Running Successful Load Tests

No test or simulation can entirely eliminate the risk of a site failure. Even the most robust and scalable sites in the world, maintained by a billion dollar team of experts, run the risk of a black swan event (human error, acts of nature, or otherwise) bringing them down. So it’s never really about reducing the risk to absolute zero.

We can get pretty close, though, by load testing the environment with realistic traffic and fixing issues as they arise. And load testing doesn’t always have to take a Herculean effort, either.

If you get a few important things right in your load testing, it’s actually not that difficult to reduce the risk of a crash due to high traffic by 90% or even 99%.

The important things are…

#1: Realistically Modeling User Behavior

Do you understand how your users behave on the site?

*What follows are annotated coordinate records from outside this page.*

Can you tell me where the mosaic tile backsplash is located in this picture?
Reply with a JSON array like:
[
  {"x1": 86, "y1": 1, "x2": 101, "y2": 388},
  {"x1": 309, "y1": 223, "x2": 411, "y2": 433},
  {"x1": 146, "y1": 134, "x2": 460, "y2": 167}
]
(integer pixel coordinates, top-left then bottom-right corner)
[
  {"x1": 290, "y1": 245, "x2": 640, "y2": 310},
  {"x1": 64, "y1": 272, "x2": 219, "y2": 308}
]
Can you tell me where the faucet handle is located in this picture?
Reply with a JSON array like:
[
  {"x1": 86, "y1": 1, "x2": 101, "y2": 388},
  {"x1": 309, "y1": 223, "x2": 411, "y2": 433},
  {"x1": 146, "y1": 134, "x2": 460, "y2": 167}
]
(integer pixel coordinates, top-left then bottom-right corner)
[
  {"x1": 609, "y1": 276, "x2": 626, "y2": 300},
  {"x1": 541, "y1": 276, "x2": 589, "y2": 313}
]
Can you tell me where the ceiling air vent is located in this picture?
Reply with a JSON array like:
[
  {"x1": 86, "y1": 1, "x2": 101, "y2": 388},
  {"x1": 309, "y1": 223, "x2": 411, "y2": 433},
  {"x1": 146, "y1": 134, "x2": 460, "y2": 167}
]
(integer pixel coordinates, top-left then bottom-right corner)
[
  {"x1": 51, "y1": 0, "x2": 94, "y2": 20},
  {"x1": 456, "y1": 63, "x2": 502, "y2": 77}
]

Certain user actions can be a lot more time-consuming and expensive from your application’s point of view than others. As far as your site’s infrastructure is concerned, serving up static pages might be a breeze, but a shopping cart checkout flow would be more expensive because it requires maintaining user state, accessing a data store, communicating with a third party payment processor and fraud detection services, and so on.

A good load test should act out the primary user behaviors on your site as closely as possible, with an emphasis on the most risky and expensive ones. Create at least one test script for each common user behavior, and make sure to parameterize it when necessary, so that each user journey is unique. Parameterizing your script with unique user data is important. Unless your site is very simple, you’ll want to avoid the pitfall of just sending a flood of identical requests and calling it a load test.

#2: Understanding Your Scalability Requirements

The term requirements has a somewhat looser meaning when it comes to load testing than it does with functional testing. Because performance and scalability are multi-dimensional and multivariate, it can actually be quite tricky to state the requirements as pass-or-fail assertions.

You’ll probably start with rather simplistic requirements from your partners and stakeholders, if you’re lucky enough to even get that.

  • “The landing page should load in less than 1 second.”
  • “We need to process 7500 registrations per hour.”
  • “Response times should be less than 2 seconds.”
  • “We need to be able to handle 3X our previous peak load.”

These requirements all sound reasonable on the surface, right?

The problem with all of these requirements is they leave too many things open to interpretation. Some of them state the acceptable response time with no mention of load; others state the required throughput with no mention of acceptable response times. And not all of them describe what user behavior is being tested in the first place.

In fact, all of these requirements (as stated above) are likely to pass under some circumstances and not under others.

A more useful scalability requirement needs to specifically account for at least three things: the user behavior, the load on the site, and the acceptable response time.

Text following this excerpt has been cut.